Esther's Notebooks: Tales from my ten-year-old life

2016 • 56 pages

Ratings1

Average rating4

15

Celebrated acquiring my fourth - FOURTH (!) - library card by checking this out. I'm also, like many people, still waiting for an English-language publisher to publish vols 5 and 6 of Sattouf's masterful Arab of the Future series. WHERE IS IT?!

Anyway, this book centers on a young Parisian middle schooler, Esther. We follow her when she's 10, 11 and 12 years old, from 2015-2018 (I think). These are comic strips that have appeared (weekly?) in a French newspaper, and that Sattouf creates after regularly interviewing his friend's daughter, the titular Esther.

I love Sattouf's work.

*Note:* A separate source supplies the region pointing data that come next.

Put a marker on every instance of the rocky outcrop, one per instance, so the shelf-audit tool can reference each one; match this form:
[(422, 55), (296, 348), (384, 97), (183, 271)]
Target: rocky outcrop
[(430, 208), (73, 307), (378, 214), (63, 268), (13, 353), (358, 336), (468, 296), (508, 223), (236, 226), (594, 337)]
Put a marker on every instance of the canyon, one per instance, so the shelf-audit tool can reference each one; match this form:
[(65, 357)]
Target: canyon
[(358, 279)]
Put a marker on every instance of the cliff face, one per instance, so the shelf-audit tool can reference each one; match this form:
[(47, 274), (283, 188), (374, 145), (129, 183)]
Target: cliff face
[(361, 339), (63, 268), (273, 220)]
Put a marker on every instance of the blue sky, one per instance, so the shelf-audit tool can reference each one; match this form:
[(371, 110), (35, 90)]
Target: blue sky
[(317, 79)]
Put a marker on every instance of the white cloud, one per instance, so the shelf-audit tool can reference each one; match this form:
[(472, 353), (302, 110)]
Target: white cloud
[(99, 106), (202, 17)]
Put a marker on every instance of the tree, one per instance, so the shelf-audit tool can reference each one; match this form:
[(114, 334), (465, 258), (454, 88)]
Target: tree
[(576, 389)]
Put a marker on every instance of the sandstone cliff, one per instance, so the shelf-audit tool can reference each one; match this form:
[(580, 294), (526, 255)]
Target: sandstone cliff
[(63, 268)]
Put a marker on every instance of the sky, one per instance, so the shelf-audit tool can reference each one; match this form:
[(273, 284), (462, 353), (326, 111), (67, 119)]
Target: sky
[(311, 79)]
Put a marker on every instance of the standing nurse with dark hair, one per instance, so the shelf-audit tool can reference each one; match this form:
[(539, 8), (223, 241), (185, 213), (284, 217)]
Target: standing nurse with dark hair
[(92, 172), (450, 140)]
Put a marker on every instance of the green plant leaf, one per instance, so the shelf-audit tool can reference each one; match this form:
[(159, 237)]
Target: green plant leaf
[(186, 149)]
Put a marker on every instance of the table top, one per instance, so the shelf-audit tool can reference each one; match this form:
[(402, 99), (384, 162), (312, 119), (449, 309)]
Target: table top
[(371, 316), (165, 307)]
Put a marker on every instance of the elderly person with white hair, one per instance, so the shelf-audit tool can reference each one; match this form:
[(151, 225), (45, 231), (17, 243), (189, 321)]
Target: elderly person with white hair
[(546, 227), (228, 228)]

It's brutal but also... humane? Esther is kind of awful and wonderful. She's imaginative, materialistic, already pre-addicted to an iPhone (she LONGS for one in almost every page), feminist, chauvinist, a bully, homophobic, caring, conscientious, and everything. I definitely saw myself in her. She's innocent, trying to fit into a world - including all its broken parts (the homophobia, eeesh, can these kids chill out about gay people) - and trying to figure out herself in it. As she grows, we see her confidence grow. I LOVED her moments of courage and imagination, when she's like “sorry but fuck that” lol. Sattouf sometimes centralizes the casual cruelty of children (Arab of the Future had a LOT of that), and tbh middle school cruelty is the last thing I want to revisit, but I also appreciated how steady-eyed and non-judgmental and... resilient? He also portrays things? Like, life is definitely suffering - but it's also very funny and there are moments of sweetness.